Uyumak : İlaç etkisiyle ağrı duymayacak kadar derin uykuya dalmak. İşlem görmemek, durgun kalmak, el sürülmemek. Çevresindeki olayları fark etmemek, görmemek. Uyku durumunda olmak.

Uyumlu : Uyumu olan, ahenkli, mevzun, imtizaçlı.

Uyumluluk : Uyumlu olma durumu, uyarlılık.

Uyumsuz : Eş zamanlı olmayan, başlama ve bitme anları başka olan (olaylar), asenkron. Uyumu olmayan, ahenksiz, imtizaçsız.

Uyumsuzluk : Uyumsuz olma durumu, ahenksizlik, imtizaçsızlık.

Acıyan uyumuş acıkan uyumamış : "her türlü sıkıntıya katlanılır, açlığa katlanılmaz" anlamında kullanılan bir söz.

Ayakta uyumak : Aşırı dalgın, şaşkın veya yorgun olmak.

Büyük sesli uyumu : Büyük ünlü uyumu.

Büyük ünlü uyumu : Türkçe bir kelimenin ilk hecesinde kalın bir ünlü "a, ı, o, u" varsa ondan sonra gelen bütün hecelerin kalın ünlülerle, ince bir ünlü "e, i, ö, ü" varsa sonraki hecelerin de ince ünlülerle sürüp gitmesi kuralı, büyük sesli uyumu: Çocuklaşmak, denizcilik gibi.

Kalıp gibi uyumak : Kımıldamadan uzun ve derin bir uyku uyumak.

Küçük sesli uyumu : Küçük ünlü uyumu.

Küçük ünlü uyumu : Türkçe bir kelimede düz ünlülerden (a, e, ı, i) sonra düz ünlülerin, yuvarlak ünlülerden (o, ö, u, ü) sonra dar yuvarlak (u, ü) veya düz geniş (a, e) ünlülerin gelmesi, küçük sesli uyumu: Evler. Etek. Salkımlar. Ördek, Okul, Sucuların gibi.

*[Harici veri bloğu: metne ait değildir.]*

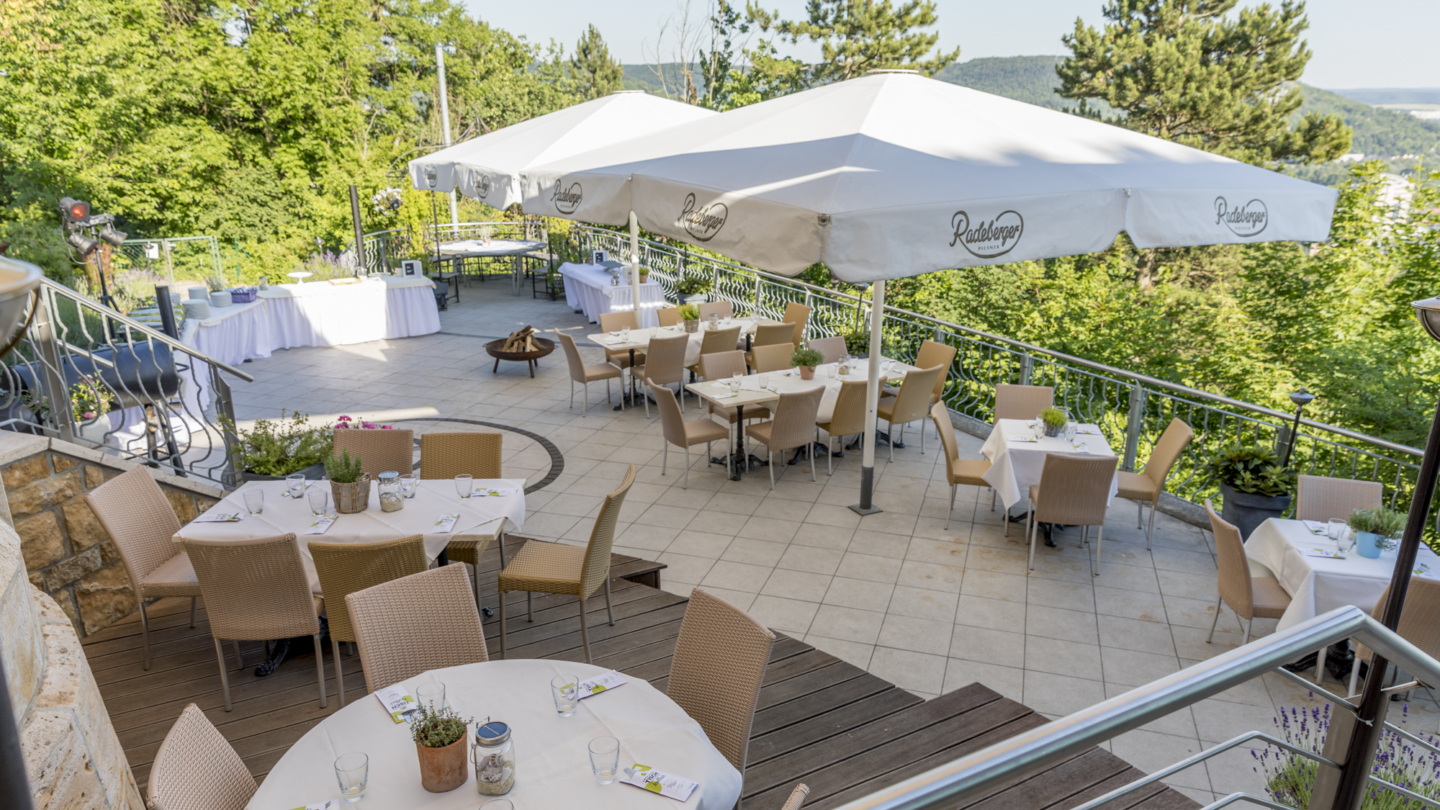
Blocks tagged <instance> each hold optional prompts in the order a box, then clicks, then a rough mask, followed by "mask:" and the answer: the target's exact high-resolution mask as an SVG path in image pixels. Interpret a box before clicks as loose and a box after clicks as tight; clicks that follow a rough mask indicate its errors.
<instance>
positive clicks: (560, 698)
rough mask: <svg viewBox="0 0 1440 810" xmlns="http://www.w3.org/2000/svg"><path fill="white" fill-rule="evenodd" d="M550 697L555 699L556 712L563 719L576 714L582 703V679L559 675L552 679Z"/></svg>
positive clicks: (576, 677) (573, 676) (550, 684)
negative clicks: (577, 708) (575, 712)
mask: <svg viewBox="0 0 1440 810" xmlns="http://www.w3.org/2000/svg"><path fill="white" fill-rule="evenodd" d="M550 696H552V698H554V711H556V712H559V713H560V716H562V718H567V716H570V715H573V713H575V706H576V705H577V703H579V702H580V679H579V677H576V676H573V675H557V676H554V677H552V679H550Z"/></svg>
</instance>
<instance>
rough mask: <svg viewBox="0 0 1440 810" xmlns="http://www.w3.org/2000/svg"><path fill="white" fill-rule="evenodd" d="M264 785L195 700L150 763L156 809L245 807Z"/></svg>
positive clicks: (212, 809)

Ses uyumsuzluğu : Bazı sözlerde, söz öbeklerinde, boğumlanma yerleri aynı veya birbirine yakın seslerin tekrarlanması sonucu söyleyişin güçlüğe uğraması, kulağı rahatsız etmesi, kakışma, ses kakışması, tenafür, kakofoni.

Su uyur düşman uyumaz : "düşmana karşı her zaman uyanık davranmak gerekir" anlamında kullanılan bir söz.

Sütçü beygiri gibi ayakta uyumak : Çok tembel ve miskin olmak.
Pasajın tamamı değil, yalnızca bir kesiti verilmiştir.